The Institute of Interim Management has advised HM Treasury that its proposed “income shifting” legislation would result in unreasonable and unfair treatment of many professional interim managers.
The professional interim managers which the IIM represents provide a business-to-business service to clients and operate as independent businesses under their own company structures, and many would be adversely affected by the new proposals.
Unlike part-time or temporary workers, professional interims carry total responsibility for tax, insurance and other statutory or regulatory requirements.
The client relationship, whether direct or through an Interim Provider, is subject to commercial law and not employment law.
The statutory and regulatory burden is increasing: HMRC also explicitly included interim directors in the new Money Laundering Regulations, threatening them with unlimited fines and jail sentences for failing to comply with new documentary and reporting requirements.
IIM Deputy chairman Tom Brass says: “It is an unavoidable feature of being a professional interim manager such as the IIM represents that working patterns involve periods of ‘feast’ and periods of ‘famine’: it is most unusual that an interim manager can arrange for his/her next contract to start immediately the current one finishes, and so must endure a period when no external income is generated. And the periods of famine can be long – in difficult economic times, often running to several months or more.
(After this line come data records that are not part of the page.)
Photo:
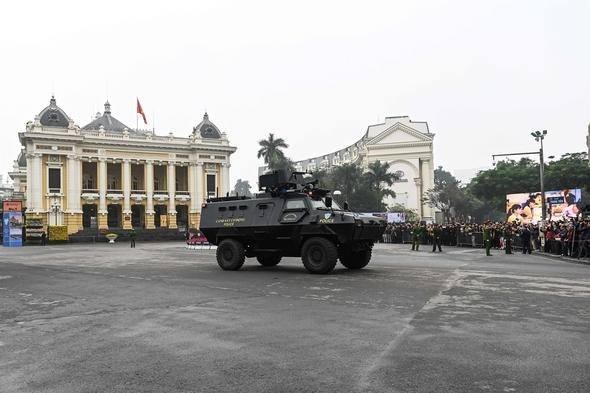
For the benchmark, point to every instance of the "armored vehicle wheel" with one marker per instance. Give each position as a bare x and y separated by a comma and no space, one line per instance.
319,255
356,260
230,254
268,260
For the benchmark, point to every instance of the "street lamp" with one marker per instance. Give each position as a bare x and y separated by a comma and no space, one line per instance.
539,136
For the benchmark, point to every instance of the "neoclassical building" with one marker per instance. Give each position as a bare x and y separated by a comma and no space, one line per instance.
406,145
108,175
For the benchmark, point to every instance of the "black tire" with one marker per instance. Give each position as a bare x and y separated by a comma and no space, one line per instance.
356,260
230,254
268,260
319,255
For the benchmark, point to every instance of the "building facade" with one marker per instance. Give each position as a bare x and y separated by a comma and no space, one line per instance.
108,175
406,145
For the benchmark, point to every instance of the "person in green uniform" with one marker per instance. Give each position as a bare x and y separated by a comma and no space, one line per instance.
416,232
132,237
436,238
507,233
487,237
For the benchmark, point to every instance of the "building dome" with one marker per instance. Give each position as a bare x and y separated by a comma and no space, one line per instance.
207,129
53,115
108,122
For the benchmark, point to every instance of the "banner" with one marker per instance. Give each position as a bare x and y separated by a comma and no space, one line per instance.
525,208
12,220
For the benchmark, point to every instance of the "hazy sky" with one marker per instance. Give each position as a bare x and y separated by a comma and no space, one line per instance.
483,74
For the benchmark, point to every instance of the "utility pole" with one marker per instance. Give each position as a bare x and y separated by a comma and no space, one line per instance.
539,136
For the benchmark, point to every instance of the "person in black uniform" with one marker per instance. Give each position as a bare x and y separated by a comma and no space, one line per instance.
525,237
436,238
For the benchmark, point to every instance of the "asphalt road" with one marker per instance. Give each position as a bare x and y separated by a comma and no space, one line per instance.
161,318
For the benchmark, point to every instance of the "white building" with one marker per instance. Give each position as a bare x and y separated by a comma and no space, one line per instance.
406,145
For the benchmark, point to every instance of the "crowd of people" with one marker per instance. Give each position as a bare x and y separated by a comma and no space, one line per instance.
567,238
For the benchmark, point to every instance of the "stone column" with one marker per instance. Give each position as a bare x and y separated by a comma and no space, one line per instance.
200,185
149,190
171,195
418,182
427,181
225,178
198,199
29,182
126,182
192,188
102,194
73,217
37,183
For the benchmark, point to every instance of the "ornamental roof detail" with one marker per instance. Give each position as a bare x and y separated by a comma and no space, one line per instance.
207,129
107,121
53,115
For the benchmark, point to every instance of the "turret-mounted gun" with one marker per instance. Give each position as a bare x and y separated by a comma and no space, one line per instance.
279,182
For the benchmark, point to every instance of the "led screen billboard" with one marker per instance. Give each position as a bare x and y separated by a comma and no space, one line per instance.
525,208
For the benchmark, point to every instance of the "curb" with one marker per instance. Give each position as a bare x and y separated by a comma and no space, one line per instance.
562,258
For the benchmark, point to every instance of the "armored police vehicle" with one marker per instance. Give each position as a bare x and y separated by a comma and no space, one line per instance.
292,217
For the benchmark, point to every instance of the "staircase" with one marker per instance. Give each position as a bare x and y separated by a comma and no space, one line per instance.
91,235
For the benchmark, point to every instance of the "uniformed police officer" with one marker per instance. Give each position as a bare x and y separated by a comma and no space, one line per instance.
416,232
436,238
507,233
487,237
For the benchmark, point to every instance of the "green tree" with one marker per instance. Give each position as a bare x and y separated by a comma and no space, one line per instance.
379,177
450,197
411,214
492,185
270,151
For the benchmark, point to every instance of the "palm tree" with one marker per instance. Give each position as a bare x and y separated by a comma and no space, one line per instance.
271,151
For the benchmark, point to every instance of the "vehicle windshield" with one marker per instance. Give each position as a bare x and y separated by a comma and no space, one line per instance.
319,204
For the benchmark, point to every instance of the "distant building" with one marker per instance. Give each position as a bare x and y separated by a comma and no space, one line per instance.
406,145
112,176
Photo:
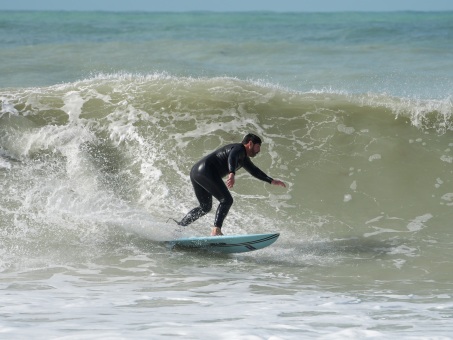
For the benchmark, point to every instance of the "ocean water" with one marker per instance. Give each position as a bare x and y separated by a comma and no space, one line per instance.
103,114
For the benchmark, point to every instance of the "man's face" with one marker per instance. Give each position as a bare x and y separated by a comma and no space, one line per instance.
255,149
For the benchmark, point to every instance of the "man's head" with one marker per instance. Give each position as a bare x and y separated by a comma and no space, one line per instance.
252,144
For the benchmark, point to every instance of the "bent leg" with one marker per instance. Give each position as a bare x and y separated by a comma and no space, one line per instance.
205,200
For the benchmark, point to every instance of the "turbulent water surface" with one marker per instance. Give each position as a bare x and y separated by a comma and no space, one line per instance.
103,114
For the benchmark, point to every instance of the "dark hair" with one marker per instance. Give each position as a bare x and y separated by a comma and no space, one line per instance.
251,137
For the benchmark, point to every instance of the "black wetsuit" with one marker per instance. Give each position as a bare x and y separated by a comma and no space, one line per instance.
206,176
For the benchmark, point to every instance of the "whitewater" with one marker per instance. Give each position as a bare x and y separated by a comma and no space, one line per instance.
103,114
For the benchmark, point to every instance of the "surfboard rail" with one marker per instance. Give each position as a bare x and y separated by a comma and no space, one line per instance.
225,244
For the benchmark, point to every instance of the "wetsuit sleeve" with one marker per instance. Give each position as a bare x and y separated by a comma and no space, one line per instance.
255,171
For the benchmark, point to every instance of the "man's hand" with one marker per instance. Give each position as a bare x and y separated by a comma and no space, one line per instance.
279,183
230,180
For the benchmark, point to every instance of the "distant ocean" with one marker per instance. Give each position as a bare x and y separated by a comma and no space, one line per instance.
103,114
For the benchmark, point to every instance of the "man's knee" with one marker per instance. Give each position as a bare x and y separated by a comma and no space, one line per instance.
206,207
227,201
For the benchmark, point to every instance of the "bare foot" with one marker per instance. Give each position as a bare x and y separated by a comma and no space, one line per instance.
216,231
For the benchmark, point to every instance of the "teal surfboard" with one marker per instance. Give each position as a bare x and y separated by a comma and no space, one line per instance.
225,244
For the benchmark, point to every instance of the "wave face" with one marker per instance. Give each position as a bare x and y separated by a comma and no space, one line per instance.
116,150
102,115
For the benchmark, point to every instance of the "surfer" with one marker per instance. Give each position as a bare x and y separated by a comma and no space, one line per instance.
206,176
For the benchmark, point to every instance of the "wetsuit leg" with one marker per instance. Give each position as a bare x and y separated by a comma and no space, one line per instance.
205,200
208,183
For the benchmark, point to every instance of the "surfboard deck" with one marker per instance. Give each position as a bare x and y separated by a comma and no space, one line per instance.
225,244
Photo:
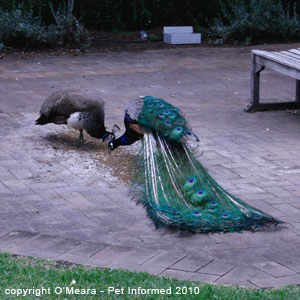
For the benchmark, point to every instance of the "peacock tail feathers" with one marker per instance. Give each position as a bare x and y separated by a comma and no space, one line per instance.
177,191
162,117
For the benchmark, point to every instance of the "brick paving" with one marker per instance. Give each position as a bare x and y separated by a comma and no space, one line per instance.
58,208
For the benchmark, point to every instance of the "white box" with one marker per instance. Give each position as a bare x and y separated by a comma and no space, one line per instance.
181,35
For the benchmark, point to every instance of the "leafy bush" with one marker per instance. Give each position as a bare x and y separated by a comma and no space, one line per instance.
67,28
256,21
20,28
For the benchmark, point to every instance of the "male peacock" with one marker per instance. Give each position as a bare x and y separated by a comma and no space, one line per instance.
76,109
171,183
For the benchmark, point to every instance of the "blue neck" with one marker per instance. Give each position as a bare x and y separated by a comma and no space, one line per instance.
129,137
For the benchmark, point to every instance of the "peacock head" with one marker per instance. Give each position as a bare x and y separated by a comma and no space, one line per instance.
111,145
111,134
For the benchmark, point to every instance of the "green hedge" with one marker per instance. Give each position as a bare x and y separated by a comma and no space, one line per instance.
33,23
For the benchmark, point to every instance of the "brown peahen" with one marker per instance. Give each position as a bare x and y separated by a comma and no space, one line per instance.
78,110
“HM Treasury’s consultation paper is filled with examples of alleged income shifting when businesses are profitable, but there are no examples of what happens when there is no externally-derived income coming in. At such times of course, Individual 2 in the examples given in the consultation is probably making as great, or greater, contribution to the ongoing running of the business as the income-generating Individual 1.
“A further feature of the proposed legislation would be to discriminate in favour of larger companies to the detriment of the small practitioner: if an interim manager is provided to a client by a large company under a contract, the profits of that company are distributed as dividend by that business, and are taxed by reference to the marginal tax rate of the shareholder.
“However if the Interim manager is supplied under an identical contract, but by a company which is owned by the Interim and his/her spouse, the dividends from the resultant profits are taxed at the highest tax rate of the interim manager, not at the marginal tax rate of the shareholder, if lower.
“Most professional interim managers chose to share the potential risks and rewards by having their spouse as co-director of their personal service companies. They collectively share the risk of being in business together, and their reward is profit – which is different in nature to salary and does not come with the safety net of job security. Any calculations of the contribution made by a spouse on the basis of some sort of salary equivalence are therefore specious.
“Indeed, it is an important aspect of profit that it can be retained in the business as undistributed dividend to tide things over in bad times – when the payment of a market rate salary or even any salary at all as assumed by HM Treasury, may be wholly unrealistic, but marketing and administrative activities must still be carried on. It is clear from the consultation paper that the Government has fundamentally misunderstood the nature of family businesses.
“When families go into business together, they do so out of choice and possibly in circumstances where they would not go into business with a third party, because they trust one another to rally round when the need arises and are prepared to share the rough with the smooth. HM Treasury demonstrates a worrying unawareness of the realities of running small family businesses when it asks for ‘documentation to demonstrate the nature and extent of the work done by individual 2, which may include contracts of employment, time sheets, board minutes, any research done on the market rates of pay for the duties undertaken by individual 2’ and other such requirements.”